For Europe, the corridor’s importance is reinforced by the Caspian basin’s role as an energy transit space linking Central Asian producers with European markets via the South Caucasus and Turkey. Pipeline networks and port facilities along the Caspian allows for supply lines that bypass Russian territory, a consideration that has become increasingly important since the start of the Russo-Ukrainian war in 2022. While these routes remain less efficient than pre-war alternatives, their strategic value has risen as energy security priorities in Europe have shifted from cost optimization toward diversification and resilience.

The expansion of transit capacity has also altered how Central Asian states position themselves diplomatically. By acting as intermediaries rather than endpoints in the supply chain, Central Asia nations are now playing the role of facilitators, a position that brings increasing economic and strategic benefits. Their coffers are replenished thanks to transit revenues and infrastructure investment, while the reliance of external actors on these corridors embeds regional stability into their broader strategic interests.

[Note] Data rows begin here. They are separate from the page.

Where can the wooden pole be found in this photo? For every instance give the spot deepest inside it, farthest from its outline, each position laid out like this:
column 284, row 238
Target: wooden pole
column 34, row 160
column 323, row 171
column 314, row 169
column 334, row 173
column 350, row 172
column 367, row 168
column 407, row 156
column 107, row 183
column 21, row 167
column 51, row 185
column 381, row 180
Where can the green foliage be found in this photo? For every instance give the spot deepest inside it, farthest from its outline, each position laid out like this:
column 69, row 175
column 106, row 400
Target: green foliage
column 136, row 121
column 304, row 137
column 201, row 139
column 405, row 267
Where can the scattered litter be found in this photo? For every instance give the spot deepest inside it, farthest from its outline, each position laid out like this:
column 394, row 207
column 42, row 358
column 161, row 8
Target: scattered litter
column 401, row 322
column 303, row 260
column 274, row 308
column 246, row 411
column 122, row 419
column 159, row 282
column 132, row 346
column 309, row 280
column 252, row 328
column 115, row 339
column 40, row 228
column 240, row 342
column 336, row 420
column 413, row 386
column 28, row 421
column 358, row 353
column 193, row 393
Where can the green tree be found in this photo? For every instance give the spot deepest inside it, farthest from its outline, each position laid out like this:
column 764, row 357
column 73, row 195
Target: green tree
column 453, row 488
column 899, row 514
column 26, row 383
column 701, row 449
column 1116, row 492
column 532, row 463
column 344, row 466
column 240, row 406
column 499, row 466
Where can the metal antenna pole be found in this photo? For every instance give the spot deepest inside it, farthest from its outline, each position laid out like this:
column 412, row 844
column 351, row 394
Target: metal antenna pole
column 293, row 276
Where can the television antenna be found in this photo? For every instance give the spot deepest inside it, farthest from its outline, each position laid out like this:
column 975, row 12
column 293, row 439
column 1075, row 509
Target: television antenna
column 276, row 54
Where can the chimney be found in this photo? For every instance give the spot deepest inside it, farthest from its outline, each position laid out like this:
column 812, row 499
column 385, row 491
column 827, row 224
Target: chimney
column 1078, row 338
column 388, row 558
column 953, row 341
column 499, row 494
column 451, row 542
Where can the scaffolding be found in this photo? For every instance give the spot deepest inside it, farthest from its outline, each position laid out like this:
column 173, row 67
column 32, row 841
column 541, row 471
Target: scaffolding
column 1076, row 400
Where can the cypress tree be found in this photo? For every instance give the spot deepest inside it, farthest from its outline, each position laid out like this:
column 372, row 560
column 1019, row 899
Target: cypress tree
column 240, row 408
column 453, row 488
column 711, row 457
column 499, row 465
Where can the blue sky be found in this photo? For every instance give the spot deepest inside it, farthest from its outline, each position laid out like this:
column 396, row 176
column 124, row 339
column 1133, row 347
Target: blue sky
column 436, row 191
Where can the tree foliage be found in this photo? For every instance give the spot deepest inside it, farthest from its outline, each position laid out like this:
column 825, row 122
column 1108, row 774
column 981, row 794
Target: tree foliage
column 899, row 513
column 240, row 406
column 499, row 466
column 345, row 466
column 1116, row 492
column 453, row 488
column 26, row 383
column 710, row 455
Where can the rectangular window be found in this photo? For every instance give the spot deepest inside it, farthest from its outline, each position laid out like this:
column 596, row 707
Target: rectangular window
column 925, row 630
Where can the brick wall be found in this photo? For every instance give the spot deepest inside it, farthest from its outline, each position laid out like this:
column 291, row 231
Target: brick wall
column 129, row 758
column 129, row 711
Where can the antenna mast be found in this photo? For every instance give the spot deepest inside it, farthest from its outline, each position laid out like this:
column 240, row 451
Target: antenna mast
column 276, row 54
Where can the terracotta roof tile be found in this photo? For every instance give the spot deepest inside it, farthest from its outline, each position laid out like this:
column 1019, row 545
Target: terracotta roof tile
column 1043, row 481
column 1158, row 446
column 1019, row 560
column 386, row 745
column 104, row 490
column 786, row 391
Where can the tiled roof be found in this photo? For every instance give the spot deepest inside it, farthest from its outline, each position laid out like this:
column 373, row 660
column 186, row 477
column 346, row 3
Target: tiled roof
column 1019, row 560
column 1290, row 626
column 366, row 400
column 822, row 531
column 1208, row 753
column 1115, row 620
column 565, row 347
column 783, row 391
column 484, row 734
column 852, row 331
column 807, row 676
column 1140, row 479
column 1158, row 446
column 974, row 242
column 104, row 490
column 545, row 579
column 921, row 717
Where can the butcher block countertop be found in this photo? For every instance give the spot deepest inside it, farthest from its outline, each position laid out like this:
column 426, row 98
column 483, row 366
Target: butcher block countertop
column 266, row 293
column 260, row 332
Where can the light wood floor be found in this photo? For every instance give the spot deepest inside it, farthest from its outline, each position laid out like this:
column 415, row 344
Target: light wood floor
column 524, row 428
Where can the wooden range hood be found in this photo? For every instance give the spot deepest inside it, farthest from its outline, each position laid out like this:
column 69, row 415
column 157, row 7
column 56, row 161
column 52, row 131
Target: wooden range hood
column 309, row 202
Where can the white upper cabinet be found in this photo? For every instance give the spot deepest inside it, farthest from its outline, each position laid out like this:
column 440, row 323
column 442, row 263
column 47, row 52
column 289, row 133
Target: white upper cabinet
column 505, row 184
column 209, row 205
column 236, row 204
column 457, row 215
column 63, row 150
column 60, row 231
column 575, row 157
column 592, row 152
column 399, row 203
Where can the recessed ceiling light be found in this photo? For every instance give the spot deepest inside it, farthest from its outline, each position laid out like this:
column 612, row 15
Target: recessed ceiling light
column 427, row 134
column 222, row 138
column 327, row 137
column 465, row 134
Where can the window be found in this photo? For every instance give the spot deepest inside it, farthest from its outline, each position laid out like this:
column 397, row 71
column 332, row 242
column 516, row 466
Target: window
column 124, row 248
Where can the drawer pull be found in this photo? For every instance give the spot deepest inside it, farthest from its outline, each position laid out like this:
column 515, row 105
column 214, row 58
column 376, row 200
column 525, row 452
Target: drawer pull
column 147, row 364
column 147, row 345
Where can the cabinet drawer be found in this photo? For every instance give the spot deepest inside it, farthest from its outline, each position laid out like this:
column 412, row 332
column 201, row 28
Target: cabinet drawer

As a result, Central Asia’s infrastructure and resource base have drawn sustained attention from external powers seeking to secure access rather than control.

This newfound interest was quickly translated into massive waves of investment into Central Asia. China has consolidated its position as a leading economic partner, accounting for roughly 20 to 25% of total trade for several Central Asian states and investing more than 60 billion dollars since the launch of the Belt and Road Initiative. While Russia’s economic reach has been constrained by sanctions, it retains influence through security ties and labor migration. Income sent back from Russia by migrant workers still represents 20 to 40% of GDP in countries such as Kyrgyzstan and Tajikistan, highlighting the extent to which migrant labor from Central Asia remains essential to the Russian economy.

The European Union is also heavily invested in the region, pledging more than 10 billion euro in 2024 for sustainable transport connectivity in Central Asia. Moreover, the European Union is currently the largest foreign investor in Kazakhstan, responsible for over 40% of all foreign investment in the country, an approach it is seeking to extend to other Central Asian nations. Turkey, meanwhile, has combined expanding trade, exceeding 20 billion dollars, with an increasingly explicit cultural and institutional strategy. At the start of the 2024-2025 academic year, Turkish education authorities replaced the term Central Asia with Turkistan in official history textbooks, pointing to a longer-term attempt to shape regional narratives through institutional channels.

Even the United States is trying to get a piece of the pie. While trade remains limited, Washington has reinvigorated engagement through the C5+1 framework, culminating in a recent Central Asian leaders’ summit in Washington that signaled rapprochement and a renewed emphasis on political dialogue and critical minerals rights.

As external powers expand their presence, Central Asian states have responded by engaging several partners at once rather than committing to any single one. This allowed them to avoid exclusive alignment while extracting economic, political, and infrastructural benefits from competing initiatives. At the same time, overexposure to geopolitical competition carries its own dangers, as rival powers may seek leverage rather than partnership if regional balances shift. And how effectively these states manage their interest and those of their newfound investors will determine whether this renewed relevance translates into lasting strategic advantage.